Suunto Core (on the left obviously)









Suunto Yachtsman









Suunto Observer









Suunto X-Lander









And a Suunto T-3









Of course there are many many more...


----------



## lee172 (Jun 4, 2007)

wow! that Observer model is uber cool!


----------



## Jeff_C (Feb 11, 2006)

One of my favs!


----------



## Topher1556 (Aug 22, 2007)

This is a fantastic job! I had given up on modding other adapters to fit the new-style Mudman. This looks really good!

Edit: never mind. Found a black strap kit here.


----------



## Armatus (Nov 26, 2007)

^that's the strap I got (sorry, it's elastic, not velcro)

Thanks for the comments.

I'm actually liking it on the suunto strap at the moment. really comfy, secure and really wide.










also a nato is nice (22mm)


----------



## Armatus (Nov 26, 2007)

I hope that this isn't tantamount to heresy!!!


----------



## Sherms (Aug 11, 2007)

Armatus said:


> I hope that this isn't tantamount to heresy!!!


I think you already know the answer to that question:-d


----------



## Matt_ (Jan 27, 2008)

Hope this won't sound like a dumb question or like I'm dense.

But, not being familiar either with Suunto or with tinkering with (casio) watches, could you clarify the parts of these two statements that I highlighted in bold, please ?



> *After refitting the screws* there is a slight gap between the clip and the base.
> 
> I filled this with some spacers I cut *from the inside of a biro*, but you could use anything else and probably do a better job.


----------



## Armatus (Nov 26, 2007)

> *After refitting the screws* there is a slight gap between the clip and the base.


the original rubber strap is held in by 2 screws 2 (each side). just remove these and use them to hold in the new clip. however, as you can see in the 2nd photo, there is a gap between the inside of the clip and the mounting position on the casio. this needs to be filled with some sort of spacer to hold the screw in tightly.



> I filled this with some spacers I cut *from the inside of a biro*, but you could use anything else and probably do a better job.


I cut some spacer from the plastic inside of a pen (clear plastic bits in 3rd photo). but you could use whatever.


----------



## bfgreen (Feb 10, 2006)

My local REI store has these on the shelf. I bought one some time ago to see if I could mod my Luminox SEAL but it was no good. I'll have to dig it out and see how it looks on my Mudman - great discovery!


Topher1556 said:


> Found a black strap kit here.


----------



## Matt_ (Jan 27, 2008)

Thank you for the additional information/details!

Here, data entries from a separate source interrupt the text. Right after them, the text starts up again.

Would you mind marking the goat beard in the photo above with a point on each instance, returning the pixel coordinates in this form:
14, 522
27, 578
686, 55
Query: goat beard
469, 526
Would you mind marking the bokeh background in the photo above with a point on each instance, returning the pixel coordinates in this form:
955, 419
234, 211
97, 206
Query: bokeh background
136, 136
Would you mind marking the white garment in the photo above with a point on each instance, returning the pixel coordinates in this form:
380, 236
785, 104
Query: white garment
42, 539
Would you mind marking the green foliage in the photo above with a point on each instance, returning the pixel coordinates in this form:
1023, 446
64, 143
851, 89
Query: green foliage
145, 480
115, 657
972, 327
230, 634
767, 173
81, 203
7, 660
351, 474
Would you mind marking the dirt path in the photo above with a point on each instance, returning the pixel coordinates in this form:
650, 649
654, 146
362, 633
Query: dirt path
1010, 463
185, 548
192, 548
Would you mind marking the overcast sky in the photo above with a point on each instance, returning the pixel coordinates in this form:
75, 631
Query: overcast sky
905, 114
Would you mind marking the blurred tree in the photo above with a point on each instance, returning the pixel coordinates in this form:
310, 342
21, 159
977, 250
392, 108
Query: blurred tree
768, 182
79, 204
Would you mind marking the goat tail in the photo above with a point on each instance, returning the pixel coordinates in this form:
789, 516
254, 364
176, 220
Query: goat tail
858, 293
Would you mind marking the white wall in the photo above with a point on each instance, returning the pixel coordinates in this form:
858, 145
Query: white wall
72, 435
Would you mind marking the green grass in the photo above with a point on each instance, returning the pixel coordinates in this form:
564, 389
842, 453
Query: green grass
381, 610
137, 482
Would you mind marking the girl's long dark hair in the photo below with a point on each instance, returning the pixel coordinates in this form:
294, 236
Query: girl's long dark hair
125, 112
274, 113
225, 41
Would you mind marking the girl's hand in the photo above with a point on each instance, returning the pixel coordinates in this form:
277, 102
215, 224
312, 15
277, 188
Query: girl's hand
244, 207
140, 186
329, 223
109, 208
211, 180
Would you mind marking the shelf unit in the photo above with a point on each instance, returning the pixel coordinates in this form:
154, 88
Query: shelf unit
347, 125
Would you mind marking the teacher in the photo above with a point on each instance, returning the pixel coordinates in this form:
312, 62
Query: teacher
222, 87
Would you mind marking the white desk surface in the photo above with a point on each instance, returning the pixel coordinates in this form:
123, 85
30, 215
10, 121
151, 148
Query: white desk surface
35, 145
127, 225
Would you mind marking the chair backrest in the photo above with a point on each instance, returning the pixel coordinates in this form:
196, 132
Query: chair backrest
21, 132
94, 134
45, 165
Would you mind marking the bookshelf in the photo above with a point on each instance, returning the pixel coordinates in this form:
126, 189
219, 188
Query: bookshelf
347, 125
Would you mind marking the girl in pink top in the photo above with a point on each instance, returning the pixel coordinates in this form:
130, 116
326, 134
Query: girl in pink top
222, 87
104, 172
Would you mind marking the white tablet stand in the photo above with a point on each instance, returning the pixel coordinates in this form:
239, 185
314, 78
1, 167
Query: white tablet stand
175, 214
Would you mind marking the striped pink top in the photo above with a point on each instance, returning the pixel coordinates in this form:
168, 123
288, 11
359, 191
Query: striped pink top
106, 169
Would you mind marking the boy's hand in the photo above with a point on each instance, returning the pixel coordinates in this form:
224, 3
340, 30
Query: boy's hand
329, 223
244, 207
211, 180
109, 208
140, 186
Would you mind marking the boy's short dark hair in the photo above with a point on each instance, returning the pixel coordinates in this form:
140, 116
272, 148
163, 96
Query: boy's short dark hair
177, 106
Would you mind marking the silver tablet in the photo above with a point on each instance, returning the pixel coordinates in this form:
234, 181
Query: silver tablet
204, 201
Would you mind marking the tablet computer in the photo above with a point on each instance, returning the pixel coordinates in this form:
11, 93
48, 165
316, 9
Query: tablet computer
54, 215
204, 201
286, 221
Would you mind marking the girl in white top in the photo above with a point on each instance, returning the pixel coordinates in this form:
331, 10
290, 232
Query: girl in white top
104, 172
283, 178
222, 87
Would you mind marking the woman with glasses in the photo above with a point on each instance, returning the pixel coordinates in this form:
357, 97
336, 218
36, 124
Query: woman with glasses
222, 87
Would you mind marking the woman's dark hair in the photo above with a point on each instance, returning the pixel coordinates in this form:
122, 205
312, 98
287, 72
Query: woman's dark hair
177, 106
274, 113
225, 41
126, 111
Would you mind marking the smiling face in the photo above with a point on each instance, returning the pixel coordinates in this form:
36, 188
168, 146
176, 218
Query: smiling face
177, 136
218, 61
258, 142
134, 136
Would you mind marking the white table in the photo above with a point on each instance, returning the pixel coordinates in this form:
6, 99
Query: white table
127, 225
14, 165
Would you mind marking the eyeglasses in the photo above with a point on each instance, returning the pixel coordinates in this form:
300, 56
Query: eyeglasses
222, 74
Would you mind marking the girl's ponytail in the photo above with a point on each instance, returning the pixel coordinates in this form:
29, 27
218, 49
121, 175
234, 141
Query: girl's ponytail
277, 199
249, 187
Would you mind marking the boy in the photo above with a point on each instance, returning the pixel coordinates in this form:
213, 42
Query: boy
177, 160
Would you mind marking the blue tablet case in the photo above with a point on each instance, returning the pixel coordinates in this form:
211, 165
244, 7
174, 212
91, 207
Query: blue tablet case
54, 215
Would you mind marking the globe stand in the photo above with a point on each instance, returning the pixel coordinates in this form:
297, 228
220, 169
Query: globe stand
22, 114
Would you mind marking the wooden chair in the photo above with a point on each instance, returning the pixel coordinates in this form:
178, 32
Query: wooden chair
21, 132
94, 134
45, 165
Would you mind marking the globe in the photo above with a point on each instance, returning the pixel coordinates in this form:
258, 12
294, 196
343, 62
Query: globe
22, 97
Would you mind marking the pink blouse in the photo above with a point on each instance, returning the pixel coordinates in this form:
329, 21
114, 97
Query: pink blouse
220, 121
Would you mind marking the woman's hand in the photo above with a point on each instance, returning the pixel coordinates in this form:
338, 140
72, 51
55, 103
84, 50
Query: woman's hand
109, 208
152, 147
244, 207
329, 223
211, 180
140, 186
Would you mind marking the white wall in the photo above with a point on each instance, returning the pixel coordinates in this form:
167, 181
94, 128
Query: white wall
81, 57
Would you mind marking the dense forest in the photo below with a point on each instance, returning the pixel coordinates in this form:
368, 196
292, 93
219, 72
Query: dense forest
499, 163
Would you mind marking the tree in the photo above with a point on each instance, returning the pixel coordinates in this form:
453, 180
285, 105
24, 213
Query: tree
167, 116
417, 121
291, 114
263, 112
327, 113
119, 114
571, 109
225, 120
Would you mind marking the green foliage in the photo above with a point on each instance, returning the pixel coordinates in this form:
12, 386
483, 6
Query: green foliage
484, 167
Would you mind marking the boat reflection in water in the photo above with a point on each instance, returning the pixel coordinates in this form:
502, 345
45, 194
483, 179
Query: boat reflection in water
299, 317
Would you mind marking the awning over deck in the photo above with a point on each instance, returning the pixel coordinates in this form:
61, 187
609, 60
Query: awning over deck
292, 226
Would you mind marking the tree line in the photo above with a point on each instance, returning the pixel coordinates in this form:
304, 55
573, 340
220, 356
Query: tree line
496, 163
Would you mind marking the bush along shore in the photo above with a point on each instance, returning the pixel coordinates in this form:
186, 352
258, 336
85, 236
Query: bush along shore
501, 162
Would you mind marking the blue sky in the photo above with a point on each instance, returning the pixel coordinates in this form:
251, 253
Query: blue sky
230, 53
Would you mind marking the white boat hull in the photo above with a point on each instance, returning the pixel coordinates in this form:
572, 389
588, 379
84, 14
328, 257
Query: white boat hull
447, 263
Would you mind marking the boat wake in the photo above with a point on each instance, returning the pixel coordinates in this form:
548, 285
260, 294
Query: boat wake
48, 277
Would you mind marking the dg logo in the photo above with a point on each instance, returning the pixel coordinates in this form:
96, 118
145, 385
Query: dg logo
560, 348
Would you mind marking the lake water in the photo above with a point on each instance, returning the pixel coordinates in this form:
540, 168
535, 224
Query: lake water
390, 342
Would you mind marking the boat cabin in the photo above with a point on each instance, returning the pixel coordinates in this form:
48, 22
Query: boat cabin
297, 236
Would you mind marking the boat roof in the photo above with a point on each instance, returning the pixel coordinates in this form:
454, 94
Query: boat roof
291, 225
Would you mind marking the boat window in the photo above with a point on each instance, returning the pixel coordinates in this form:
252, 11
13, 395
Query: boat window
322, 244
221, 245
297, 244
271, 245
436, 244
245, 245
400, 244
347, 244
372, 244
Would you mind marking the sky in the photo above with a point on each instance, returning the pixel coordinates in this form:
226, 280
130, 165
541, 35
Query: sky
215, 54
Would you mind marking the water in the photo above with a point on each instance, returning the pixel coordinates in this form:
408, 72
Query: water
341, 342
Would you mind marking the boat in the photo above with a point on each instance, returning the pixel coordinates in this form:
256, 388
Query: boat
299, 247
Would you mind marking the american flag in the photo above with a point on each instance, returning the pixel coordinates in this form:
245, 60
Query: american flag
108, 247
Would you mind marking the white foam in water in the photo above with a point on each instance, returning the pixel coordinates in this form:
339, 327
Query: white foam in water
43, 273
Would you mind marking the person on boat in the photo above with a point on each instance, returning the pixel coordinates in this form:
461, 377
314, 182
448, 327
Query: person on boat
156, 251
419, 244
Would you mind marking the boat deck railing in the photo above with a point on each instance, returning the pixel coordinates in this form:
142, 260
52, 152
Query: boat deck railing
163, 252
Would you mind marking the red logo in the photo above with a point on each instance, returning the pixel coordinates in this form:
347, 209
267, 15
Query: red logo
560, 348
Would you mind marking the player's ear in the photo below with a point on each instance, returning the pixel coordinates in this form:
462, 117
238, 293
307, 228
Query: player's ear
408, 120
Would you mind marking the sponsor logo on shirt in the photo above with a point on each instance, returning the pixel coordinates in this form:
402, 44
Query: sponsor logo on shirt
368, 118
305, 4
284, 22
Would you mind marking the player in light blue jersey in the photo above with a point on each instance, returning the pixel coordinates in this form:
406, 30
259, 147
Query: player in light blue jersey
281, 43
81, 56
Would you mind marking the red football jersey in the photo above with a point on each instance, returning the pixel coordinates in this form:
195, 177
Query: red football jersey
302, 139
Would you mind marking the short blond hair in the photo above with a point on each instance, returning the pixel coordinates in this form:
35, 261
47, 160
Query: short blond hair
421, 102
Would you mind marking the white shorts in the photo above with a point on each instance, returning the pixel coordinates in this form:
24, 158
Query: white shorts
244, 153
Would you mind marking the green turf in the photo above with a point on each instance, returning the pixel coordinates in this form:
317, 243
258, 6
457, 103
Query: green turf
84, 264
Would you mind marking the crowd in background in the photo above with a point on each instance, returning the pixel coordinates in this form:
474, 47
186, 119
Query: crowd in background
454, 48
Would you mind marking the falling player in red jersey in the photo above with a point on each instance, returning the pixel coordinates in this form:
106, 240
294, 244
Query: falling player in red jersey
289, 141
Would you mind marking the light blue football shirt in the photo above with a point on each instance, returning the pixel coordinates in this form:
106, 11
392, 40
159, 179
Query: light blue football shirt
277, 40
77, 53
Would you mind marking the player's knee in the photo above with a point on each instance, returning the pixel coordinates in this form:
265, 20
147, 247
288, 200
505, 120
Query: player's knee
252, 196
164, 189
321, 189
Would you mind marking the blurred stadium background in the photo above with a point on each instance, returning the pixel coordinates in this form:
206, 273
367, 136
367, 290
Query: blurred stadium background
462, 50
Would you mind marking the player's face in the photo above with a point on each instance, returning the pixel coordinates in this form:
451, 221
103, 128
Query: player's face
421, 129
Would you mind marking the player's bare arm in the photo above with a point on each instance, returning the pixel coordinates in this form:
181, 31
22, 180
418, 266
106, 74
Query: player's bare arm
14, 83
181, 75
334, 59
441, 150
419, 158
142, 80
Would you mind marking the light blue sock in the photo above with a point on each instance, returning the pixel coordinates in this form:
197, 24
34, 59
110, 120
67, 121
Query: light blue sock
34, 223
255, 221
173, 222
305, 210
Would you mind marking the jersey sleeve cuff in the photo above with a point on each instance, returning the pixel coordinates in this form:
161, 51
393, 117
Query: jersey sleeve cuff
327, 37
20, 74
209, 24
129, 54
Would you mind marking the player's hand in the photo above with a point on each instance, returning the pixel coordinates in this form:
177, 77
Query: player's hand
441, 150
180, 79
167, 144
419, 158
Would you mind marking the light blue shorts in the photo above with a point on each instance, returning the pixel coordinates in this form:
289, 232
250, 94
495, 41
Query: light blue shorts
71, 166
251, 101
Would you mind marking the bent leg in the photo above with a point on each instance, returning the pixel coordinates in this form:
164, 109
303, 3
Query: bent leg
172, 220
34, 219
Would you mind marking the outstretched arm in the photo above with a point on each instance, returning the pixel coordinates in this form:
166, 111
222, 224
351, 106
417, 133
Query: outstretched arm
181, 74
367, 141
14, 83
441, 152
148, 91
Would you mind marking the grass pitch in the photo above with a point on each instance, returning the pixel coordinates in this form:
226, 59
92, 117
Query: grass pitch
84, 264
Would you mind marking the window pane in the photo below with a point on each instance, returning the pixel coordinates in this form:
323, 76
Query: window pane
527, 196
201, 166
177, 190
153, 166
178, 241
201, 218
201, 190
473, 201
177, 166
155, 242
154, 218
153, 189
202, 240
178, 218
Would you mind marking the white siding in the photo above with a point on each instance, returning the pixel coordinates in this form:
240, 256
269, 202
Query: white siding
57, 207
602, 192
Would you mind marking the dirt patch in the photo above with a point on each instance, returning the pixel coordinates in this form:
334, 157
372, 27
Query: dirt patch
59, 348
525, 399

And part of what I think is so great about this project is that I'm thinking modification of yours will make the watch more comfortable to wear during the summer months. The thing that bothers me about trying to wear a watch with a plastic or resin watchband is the uncomfortable and annoying feeling of sweat between one's wrist and the underside of the watch.



Armatus said:


> the original rubber strap is held in by 2 screws 2 (each side). just remove these and use them to hold in the new clip. however, as you can see in the 2nd photo, there is a gap between the inside of the clip and the mounting position on the casio. this needs to be filled with some sort of spacer to hold the screw in tightly.
> 
> I cut some spacer from the plastic inside of a pen (clear plastic bits in 3rd photo). but you could use whatever.


----------



## dcduke (Mar 21, 2008)

here's an alternative to the Sunto clips I used a plastic slide for 3/4 " webbing I had laying around cut out the middle bar then cut the thing in half driled two holes per side for the screws and bobs your uncle it worked have had it on for a couple of months and still working .


----------



## WhtShadow (Mar 10, 2008)

I'm confused as to what the original piece looked like. However, it looks very good, maybe even better than the Suunto clips.

Great job!:-!


----------



## hoochy (Mar 11, 2007)

Thank you, always good to see interesting and innovative ways to accessorise.


----------



## jbaca (Oct 20, 2007)

So this should work on the Gulfman as well?


----------



## dcduke (Mar 21, 2008)

WhtShadow said:


> I'm confused as to what the original piece looked like. However, it looks very good, maybe even better than the Suunto clips.
> 
> Great job!:-!


sorry yea I guess a picture would help 
they are called Tri Glide buckles and are used to adjust webbing lenght
make sure the ones you use are thick enough on the sides to allow for drilling of the holes
sorry for the poor pic quallity am new to the digital age.


----------



## dcduke (Mar 21, 2008)

also you dont' have to add a spacer and about a quarter a piece cheap enough to mess up on


----------



## Sherms (Aug 11, 2007)

jbaca said:


> So this should work on the Gulfman as well?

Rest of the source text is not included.